1848-49 |
Marx et Engels journalistes au coeur de la révolution... Une publication effectuée en collaboration avec la bibliothèque de sciences sociales de l'Université de Québec. |
La Nouvelle Gazette Rhénane
Débats ententistes à Berlin
Cologne, 6 juillet
Tandis qu'à Berlin la crise ministérielle n° 2 continue à se développer, nous allons provisoirement « quitter ces tempêtes », pour parler comme le député Mätze, et retourner sur le « lac » jusqu'à présent si « calme » du débat « ententiste ». On dira ce qu'on voudra, nous y avons passé plus d'une heure de douce hilarité.
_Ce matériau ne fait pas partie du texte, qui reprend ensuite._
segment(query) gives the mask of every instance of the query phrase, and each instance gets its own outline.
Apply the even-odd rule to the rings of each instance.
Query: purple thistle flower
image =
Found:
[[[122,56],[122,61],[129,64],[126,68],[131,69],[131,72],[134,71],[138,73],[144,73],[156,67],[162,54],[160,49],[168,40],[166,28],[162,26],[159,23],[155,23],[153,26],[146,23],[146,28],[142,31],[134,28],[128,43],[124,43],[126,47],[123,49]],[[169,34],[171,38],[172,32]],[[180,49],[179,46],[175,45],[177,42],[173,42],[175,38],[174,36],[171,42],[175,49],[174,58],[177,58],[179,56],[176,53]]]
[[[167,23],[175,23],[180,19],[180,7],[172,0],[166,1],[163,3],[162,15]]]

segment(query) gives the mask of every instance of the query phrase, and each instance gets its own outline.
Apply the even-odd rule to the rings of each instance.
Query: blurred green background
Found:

Ici règnent encore vertu et décence,
Et pourtant ici fleurissent
Bien des plaisirs discrets [1].
C'est au tour de la séance du 30 juin. Elle s'ouvre aussitôt par des événements importants et tout particulièrement caractéristiques.
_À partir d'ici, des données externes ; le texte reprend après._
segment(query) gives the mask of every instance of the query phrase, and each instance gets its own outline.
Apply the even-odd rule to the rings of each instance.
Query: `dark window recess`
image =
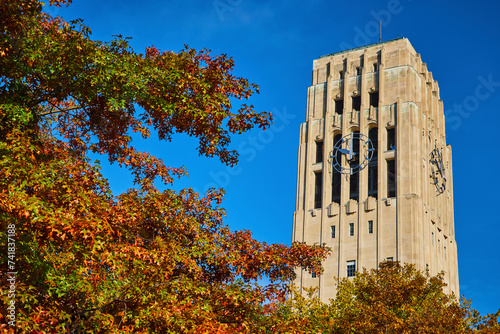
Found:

Qui n'a pas entendu parler de la grande campagne des cinquante-sept pères de famille de la Marche de Berg [2] pour le salut de la patrie ? Qui ne sait avec quel mépris de la mort cette fleur de la petite bourgeoisie conservatrice s'est mise en route, a planté là femmes, enfants et affaires pour monter sur la brèche afin de livrer à la révolution une bataille à mort, en un mot pour marcher sur Berlin et remettre au ministère une pétition contre les fauteurs de trouble ?
Les cinquante-sept paladins ont remis aussi à l'Assemblée ententiste une épître contenant des vux pieux, discrètement réactionnaires. L'épître est lue. Quelques Messieurs de la droite souhaitent entendre également les noms des signataires. Le secrétaire se met à lire, on l'interrompt, on crie : Assez, assez !
Le député Berg : Le document que l'on vient de lire est, ou une proposition, ou une pétition. Si c'est une proposition, je voudrais savoir quel membre de l'Assemblée la fait sienne. Si c'est une pétition, qu'on l'envoie devant la commission compétente, et que l'on ne nous ennuie pas plus longtemps avec elle.
Cette réponse laconique de M. Berg écarte l'affaire. Le président balbutie quelques excuses et met à l'écart l'épître des cinquante-sept pères de famille.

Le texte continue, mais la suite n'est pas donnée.